Tetsuo HARADA (Nagasaki University), Yasukiyo IKUTA (Oshima Shipbuilding), Kenji SASAKI (Nagasaki University), Hiroshi OHATA (Ube Industries), and Myokin TOKUYAMA (Daiichi Institute of Technology)
The authors have developed a new anchorage method for continuous fiber reinforcing materials such as carbon fiber reinforced polymer (CFRP) strands using a highly expansive material (HEM). Experiments have confirmed that this method offers great utility for anchoring tendons of both steel strands and CFRP strands in prestressed concrete (PC). The new anchorage method offers the following features: (1) solid adhesion of various FRP/steel tendon types; (2) no stress concentration at point of adhesion due to uniform expansive pressure, which acts similarly to a fluid and can reach up to 50 MPa; (3) sustained prestressing force over the long term with negligible loss over time.
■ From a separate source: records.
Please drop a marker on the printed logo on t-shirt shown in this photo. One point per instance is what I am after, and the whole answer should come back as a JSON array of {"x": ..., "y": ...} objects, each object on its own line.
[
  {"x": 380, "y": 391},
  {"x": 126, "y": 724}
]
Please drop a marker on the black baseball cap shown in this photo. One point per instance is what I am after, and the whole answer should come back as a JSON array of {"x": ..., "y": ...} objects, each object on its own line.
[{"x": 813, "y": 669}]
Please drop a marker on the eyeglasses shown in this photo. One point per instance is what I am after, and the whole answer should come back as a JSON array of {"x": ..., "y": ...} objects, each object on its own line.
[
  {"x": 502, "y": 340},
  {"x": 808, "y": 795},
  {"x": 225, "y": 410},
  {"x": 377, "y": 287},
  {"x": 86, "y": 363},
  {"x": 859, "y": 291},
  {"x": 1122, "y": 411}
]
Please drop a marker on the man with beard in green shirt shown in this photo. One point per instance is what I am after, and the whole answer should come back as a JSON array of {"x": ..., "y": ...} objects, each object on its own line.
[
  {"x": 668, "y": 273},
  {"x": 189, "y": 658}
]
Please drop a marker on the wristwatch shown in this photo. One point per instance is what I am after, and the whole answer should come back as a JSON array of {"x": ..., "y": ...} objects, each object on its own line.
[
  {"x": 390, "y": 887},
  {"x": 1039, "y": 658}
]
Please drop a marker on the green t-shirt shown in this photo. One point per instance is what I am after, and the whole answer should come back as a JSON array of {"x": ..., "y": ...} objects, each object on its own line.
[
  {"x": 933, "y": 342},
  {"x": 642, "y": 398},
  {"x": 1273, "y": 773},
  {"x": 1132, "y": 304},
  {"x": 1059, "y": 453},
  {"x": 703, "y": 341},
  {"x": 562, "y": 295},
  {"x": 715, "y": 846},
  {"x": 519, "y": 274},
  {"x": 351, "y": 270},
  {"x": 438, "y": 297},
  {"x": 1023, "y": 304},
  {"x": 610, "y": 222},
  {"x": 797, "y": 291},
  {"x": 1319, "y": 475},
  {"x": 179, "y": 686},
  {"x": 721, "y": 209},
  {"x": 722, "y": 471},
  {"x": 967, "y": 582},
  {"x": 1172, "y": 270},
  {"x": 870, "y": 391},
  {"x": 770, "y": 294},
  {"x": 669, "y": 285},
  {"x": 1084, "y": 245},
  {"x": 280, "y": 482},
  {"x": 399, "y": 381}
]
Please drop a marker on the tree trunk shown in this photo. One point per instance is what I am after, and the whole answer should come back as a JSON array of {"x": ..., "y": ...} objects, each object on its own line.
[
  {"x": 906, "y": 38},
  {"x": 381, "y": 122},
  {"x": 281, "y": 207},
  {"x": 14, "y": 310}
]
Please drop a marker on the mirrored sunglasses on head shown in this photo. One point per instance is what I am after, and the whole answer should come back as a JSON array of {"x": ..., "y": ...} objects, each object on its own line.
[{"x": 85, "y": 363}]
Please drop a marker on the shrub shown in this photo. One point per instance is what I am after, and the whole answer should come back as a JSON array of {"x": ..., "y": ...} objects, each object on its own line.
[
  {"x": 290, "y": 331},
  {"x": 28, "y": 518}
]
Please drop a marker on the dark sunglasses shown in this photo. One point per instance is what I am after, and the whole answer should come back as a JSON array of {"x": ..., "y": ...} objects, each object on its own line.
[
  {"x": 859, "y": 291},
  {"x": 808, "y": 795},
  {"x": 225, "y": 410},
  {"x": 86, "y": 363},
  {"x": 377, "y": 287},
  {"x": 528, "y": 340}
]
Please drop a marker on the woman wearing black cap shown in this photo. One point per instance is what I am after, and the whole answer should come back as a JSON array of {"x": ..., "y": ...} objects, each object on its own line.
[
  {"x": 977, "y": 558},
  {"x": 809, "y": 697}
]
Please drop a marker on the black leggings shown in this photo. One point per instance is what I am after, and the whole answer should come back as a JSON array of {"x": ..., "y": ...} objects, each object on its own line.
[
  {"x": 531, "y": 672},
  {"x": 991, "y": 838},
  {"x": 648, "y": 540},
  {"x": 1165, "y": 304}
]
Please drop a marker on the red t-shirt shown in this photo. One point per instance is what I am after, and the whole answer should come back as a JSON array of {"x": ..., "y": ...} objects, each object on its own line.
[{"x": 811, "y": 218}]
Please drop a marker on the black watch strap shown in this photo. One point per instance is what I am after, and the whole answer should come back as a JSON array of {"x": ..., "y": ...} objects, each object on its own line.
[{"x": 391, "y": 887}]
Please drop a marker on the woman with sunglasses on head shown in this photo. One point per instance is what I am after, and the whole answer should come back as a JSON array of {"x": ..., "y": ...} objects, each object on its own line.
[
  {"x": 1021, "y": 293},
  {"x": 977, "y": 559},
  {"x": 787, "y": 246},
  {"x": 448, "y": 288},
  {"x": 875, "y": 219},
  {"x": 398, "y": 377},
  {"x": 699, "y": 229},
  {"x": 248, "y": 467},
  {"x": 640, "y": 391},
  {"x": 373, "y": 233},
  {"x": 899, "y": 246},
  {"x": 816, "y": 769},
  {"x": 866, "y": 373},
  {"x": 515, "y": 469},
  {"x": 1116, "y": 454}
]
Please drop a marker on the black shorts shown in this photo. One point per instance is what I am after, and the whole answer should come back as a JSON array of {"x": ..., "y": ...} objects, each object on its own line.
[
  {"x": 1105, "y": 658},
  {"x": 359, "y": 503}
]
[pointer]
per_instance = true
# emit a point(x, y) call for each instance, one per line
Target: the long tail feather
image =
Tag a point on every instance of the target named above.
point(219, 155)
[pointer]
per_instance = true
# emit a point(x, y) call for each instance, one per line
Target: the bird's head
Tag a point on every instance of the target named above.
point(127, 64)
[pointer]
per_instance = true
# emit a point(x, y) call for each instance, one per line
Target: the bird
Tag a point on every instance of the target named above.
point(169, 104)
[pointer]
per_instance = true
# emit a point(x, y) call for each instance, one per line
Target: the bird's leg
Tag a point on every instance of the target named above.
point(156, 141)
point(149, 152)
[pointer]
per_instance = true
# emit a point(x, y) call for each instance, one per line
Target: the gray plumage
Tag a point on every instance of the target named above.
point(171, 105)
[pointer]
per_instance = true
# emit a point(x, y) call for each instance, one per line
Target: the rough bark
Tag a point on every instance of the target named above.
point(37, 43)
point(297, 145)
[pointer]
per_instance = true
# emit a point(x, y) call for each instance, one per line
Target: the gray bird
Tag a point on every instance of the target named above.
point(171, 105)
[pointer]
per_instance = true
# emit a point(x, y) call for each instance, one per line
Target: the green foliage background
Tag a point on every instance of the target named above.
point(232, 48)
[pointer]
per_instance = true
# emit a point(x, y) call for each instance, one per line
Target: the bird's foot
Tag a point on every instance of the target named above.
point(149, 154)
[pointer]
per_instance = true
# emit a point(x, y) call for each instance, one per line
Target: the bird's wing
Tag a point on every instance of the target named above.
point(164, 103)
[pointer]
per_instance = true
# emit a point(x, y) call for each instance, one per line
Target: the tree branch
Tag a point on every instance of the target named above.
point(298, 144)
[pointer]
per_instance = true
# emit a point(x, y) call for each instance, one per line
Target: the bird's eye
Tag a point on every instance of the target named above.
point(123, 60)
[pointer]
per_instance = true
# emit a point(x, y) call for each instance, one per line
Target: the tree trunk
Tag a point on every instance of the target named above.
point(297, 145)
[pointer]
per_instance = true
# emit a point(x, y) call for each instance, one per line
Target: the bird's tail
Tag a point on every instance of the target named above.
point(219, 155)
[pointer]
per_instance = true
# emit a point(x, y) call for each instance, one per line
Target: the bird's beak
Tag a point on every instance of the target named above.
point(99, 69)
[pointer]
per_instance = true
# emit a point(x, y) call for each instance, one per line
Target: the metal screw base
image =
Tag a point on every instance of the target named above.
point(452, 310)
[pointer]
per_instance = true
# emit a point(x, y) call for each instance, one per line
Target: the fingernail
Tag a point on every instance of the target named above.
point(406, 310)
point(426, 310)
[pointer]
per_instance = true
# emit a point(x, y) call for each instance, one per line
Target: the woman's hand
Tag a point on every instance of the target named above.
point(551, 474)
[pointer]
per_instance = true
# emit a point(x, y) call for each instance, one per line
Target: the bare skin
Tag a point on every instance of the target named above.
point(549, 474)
Fig. 1 Anchorage device using HEM
Figure 1 shows the test specimen used in the confirmation experiments. Once the gap between the steel pipe sleeve and the prestressing tendon has been filled with the HEM, the configuration resembles a shear spring, with shear force q per unit length. The tensile force acting on the prestressing tendon is transferred to the steel pipe sleeve. The locking nut on the steel pipe sleeve ensures the tendon is fixed firmly. Tensile loading tests with CFRP strands and steel strands secured using HEM anchors were carried out. Figure 2 shows the strain distribution on the steel pipe surface for the case of a steel prestressing tendon with several expansive pressures. Figure 3 shows the distribution of q values obtained by calculation using measured strain values taken from Figure 2. The relative displacement s at an arbitrary position x along the sleeve is the difference between the tendon displacement wp and the steel pipe sleeve displacement ws, as determined by integrating the measured strains from the fixed end to position x. The relationship between q and s is shown in the form of q-s curves in Figure 4. The main feature of this relationship, that the curve is substantially the same regardless of distance x from the load end, derives from the uniform action of the expansive pressure.
Fig. 2 Strain distribution
Fig. 3 Distribution of q values
Fig. 4 q-s curves
Based on these experimental results, the HEM anchoring mechanism was investigated using shear transfer mechanics. Nonlinear simultaneous differential equations were introduced assuming that the HEM layer behaves as a shear spring, and numerical analyses were carried out using the q-s curves. It was found that this analytical method was very effective, giving simulation results that agree well with the experimental results as shown in Figures 2 and 3.
Additionally, by testing until failure of the CFRP strands (and the yield point of the steel strands), the relationship between length of steel sleeve and pullout load was clarified for various expansive pressures, as shown in Figure 5.
Fig. 5 Sleeve length determination methods
The authors hope that this HEM anchorage method will contribute to reducing the maintenance and increasing the longevity of PC structures.